Les prochains échanges du réseau ESR des associations d’élus locaux porteront sur l’expansion de l’enseignement supérieur privé en mars et sur les nouvelles politiques locales de vie étudiante en mai.

En résumé

  • Une nouvelle étape des relations entre universités et métropoles : elles renforcent leurs coopérations pour valoriser et transformer les campus universitaires, face aux défis climatiques, démographiques et économiques.
  • Des exemples de projets de réaménagement de campus : plusieurs projets récents illustrent la diversité des enjeux et des modalités de réaménagement des campus, qu’il s’agisse de créer des pôles d’innovation, de rénover le bâti, de diversifier les usages ou de renforcer la vie étudiante.

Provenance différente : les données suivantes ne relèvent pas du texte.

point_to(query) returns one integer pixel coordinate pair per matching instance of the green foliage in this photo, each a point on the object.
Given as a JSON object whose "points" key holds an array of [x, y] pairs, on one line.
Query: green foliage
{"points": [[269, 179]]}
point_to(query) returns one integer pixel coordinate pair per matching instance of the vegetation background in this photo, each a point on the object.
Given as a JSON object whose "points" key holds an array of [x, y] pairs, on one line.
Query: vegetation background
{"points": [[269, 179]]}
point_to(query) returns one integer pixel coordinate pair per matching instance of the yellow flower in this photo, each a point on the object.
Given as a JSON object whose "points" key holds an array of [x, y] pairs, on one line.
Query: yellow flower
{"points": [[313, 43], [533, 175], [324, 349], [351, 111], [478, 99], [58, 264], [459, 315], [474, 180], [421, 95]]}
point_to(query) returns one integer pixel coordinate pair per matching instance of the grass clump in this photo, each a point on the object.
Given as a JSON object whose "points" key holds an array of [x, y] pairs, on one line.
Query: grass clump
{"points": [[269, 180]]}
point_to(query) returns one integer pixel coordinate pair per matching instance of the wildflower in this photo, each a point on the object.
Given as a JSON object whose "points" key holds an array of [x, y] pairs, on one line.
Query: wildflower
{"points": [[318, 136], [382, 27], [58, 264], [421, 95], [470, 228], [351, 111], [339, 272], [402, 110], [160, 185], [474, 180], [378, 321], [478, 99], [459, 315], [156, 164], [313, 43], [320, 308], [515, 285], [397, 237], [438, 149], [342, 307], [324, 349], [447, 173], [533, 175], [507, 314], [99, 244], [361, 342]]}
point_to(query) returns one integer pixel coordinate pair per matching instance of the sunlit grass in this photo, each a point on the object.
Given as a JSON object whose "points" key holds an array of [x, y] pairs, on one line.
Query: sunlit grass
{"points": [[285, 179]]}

  • Des outils et des stratégies partagés entre universités et collectivités : elles s’appuient sur des dispositifs stratégiques, juridiques, financiers et opérationnels communs, tels que les baux emphytéotiques, les “feuilles de route” communes, ou, demain, les Sociétés Universitaires Locales Immobilières.
  • Des opportunités et des défis pour l’ancrage territorial des universités : la valorisation des campus peut avoir des effets positifs sur le développement économique, social et environnemental des territoires, mais elle suppose aussi de concilier les logiques et les intérêts des différents acteurs ; apprendre à se connaître et à se comprendre est essentiel.